The cold junction is formed at the point where the thermocouple wires are joined to a dissimilar metal. In most cases, this is at the terminal strip of the AD module that reads the voltage and converts it to temperature. In high accuracy systems, the terminals temperature will be measured by a sensor located on a metal block with the terminals, forming what is known as an isothermal block and is often either copper or aluminum. The sensor is often either an RTD or thermistor. The terminals are electrically isolated from the isothermal block but are physically attached so that all are at the same temperature as the compensating sensor. Any difference between the actual cold junction temp and the measured temp is directly reflected in the reported temperature.
There are many ICs on the market where the cold junction compensation is part of the chip. The data sheets fro these invariably recommend that the board layout place the cold junction as close to the chip as possible to reduce the compensation error. This requires that the leads going directly to the board match the thermocouple being measured. This is obviously impossible where more than one thermocouple type is possible and where it is impossible to terminate the thermocouple directly on the board. In this case, accuracy depends on the temp of the chip and the temp of the terminal forming the cold junction remaining fairly close and stable.
Enclosing the PLC to stabilize its environment will probably help, especially if the operating environment is otherwise subject to wide fluctuations.

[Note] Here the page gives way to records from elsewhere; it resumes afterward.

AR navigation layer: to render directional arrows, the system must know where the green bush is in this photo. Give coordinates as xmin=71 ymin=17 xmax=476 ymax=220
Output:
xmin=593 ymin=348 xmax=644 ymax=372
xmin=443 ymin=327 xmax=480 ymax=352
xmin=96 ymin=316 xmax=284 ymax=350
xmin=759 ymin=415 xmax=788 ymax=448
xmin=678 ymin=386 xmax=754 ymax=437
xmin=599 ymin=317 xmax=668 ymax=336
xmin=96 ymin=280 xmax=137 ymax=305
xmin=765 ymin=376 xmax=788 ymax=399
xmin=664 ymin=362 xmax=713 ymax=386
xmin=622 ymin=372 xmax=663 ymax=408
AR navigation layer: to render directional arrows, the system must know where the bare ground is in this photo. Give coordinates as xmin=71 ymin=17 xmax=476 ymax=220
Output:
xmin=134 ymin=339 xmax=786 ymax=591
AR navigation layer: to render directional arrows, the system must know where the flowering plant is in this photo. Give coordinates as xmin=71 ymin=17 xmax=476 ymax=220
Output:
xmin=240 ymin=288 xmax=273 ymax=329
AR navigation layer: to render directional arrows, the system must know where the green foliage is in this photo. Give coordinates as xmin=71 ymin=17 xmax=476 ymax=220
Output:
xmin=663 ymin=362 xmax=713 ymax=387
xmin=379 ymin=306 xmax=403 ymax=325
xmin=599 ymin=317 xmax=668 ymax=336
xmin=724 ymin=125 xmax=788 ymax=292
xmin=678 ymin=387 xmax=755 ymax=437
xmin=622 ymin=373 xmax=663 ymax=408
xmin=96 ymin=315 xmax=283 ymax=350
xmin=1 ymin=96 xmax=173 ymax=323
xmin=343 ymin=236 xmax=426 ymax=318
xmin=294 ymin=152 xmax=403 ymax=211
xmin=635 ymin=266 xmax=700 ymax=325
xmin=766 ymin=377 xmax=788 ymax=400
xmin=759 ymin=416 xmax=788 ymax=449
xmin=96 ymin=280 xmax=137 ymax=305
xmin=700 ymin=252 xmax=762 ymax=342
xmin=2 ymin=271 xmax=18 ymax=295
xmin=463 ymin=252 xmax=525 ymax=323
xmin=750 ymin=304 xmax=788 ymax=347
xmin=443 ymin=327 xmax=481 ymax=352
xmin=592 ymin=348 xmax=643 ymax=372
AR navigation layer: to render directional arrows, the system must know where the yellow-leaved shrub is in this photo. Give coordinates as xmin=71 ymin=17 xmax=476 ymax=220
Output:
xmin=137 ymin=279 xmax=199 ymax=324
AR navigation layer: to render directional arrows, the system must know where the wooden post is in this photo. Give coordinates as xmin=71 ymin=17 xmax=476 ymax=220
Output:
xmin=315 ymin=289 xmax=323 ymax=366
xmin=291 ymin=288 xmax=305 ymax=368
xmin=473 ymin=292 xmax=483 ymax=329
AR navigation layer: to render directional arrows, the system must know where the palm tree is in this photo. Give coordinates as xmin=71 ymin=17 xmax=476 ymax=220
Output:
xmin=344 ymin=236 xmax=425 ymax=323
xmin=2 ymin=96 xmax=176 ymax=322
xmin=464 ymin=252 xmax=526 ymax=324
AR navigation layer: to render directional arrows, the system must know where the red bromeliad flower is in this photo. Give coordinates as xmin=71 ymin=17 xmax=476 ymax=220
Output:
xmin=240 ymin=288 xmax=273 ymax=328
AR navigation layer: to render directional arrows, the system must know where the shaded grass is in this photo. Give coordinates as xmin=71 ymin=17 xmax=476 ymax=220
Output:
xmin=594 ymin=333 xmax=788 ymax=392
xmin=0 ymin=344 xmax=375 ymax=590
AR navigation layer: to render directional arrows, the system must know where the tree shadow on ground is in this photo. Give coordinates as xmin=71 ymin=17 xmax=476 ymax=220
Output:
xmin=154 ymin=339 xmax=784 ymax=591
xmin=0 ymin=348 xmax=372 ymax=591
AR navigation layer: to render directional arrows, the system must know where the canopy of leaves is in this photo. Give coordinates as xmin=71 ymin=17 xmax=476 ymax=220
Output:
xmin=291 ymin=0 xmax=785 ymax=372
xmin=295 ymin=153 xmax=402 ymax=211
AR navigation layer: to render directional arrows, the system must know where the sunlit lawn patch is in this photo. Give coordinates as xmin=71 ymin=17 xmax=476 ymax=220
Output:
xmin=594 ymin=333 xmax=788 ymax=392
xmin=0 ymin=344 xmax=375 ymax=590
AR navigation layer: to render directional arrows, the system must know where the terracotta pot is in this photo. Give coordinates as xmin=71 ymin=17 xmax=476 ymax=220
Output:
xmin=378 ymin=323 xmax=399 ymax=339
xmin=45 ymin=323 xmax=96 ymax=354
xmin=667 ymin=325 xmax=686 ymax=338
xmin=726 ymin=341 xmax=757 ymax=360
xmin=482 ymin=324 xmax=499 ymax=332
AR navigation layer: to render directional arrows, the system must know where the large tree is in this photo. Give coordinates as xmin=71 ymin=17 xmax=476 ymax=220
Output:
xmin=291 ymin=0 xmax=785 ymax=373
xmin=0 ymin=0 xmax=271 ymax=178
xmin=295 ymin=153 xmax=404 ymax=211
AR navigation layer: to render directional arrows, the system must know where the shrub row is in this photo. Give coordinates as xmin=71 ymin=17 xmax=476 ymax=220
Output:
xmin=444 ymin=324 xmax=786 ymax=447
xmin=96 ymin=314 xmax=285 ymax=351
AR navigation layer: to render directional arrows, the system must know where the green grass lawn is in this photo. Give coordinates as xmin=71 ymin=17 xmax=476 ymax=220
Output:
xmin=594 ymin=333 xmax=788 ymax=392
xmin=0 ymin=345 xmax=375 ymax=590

If you have a couple of spare channels, the cold junction compensation can be measured by shorting a channel with a piece of copper wire, the reported temp will then be the cold junction temp that is being used. Connecting a very short thermocouple to another channel will give some idea of what the true cold junction temperature is. It is also possible for the cold junction sensor calibration to be wrong.
It’s important that the path from the hot junction consists only of high quality thermocouple wire or extension wire, matching the thermocople. Any splices must be either with proper hardware made of the appropriate metals, by very tightly twisting the wires together or by welding so that no false junctions are formed.
The short answer your original question is yes, on many different systems. As a general rule, I expect about ten times the accuracy from an RTD as I can get easily from thermocouple because of the problems of cold junction compensation.